= Silvia Cecchetti =

Sammarinese politician (born 1972)

Silvia Cecchetti (born 23 March 1972) is a Sammarinese politician, member of the Council of Twelves since 2024 and the Grand and General Council since 2024. She is also president of the Party of Socialists and Democrats since 2024 and served as vicepresident of the Central Bank of San Marino between 2017 and 2018.

==Career==
Cecchetti was born on 23 March 1972. She is lawyer and notary by profession.

In September 2012, Cecchetti and her father Alberto left Sammarinese Reformist Socialist Party and subsequently joined the Party of Socialists and Democrats.

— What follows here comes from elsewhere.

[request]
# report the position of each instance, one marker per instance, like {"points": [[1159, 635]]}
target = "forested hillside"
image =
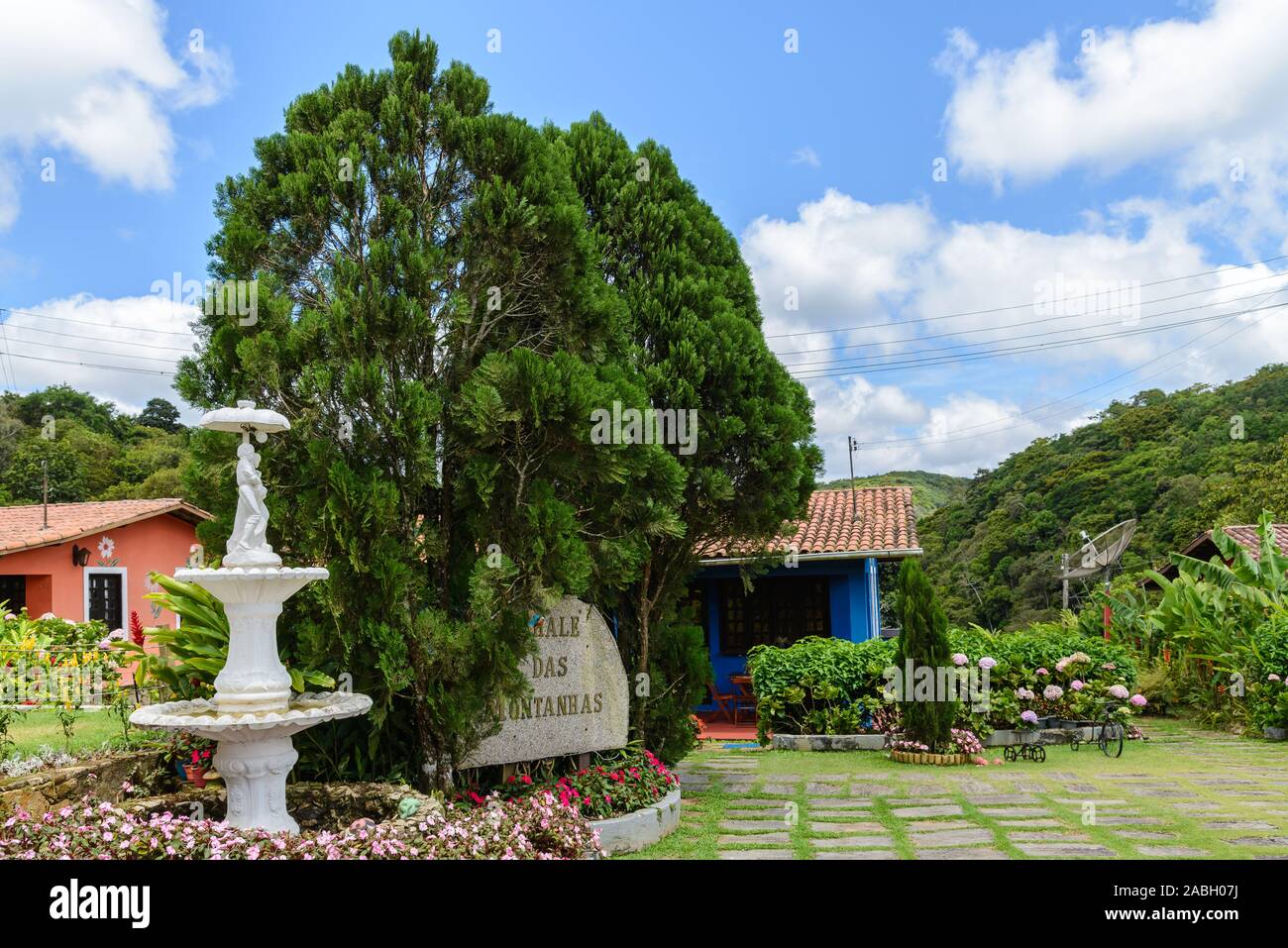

She was appointed member of the Executive Council of the Central Bank of San Marino in 2013. In May 2017 Cecchetti was appointed its vicepresident until her resignation in July 2018. She was succeeded as member of the Executive Council by Giacomo Volpinari in August 2018.

She was Party of Socialists and Democrats (PSD) candidate for San Marino in the 2024 parliamentary election and got elected member of the Grand and General Council. On 22 July 2024 Cecchetti was appointed by the Grand and General Council as member of the Council of Twelve.

In the PSD congress that was held between 26 and 27 October 2024, Cecchetti was elected president of the PSD.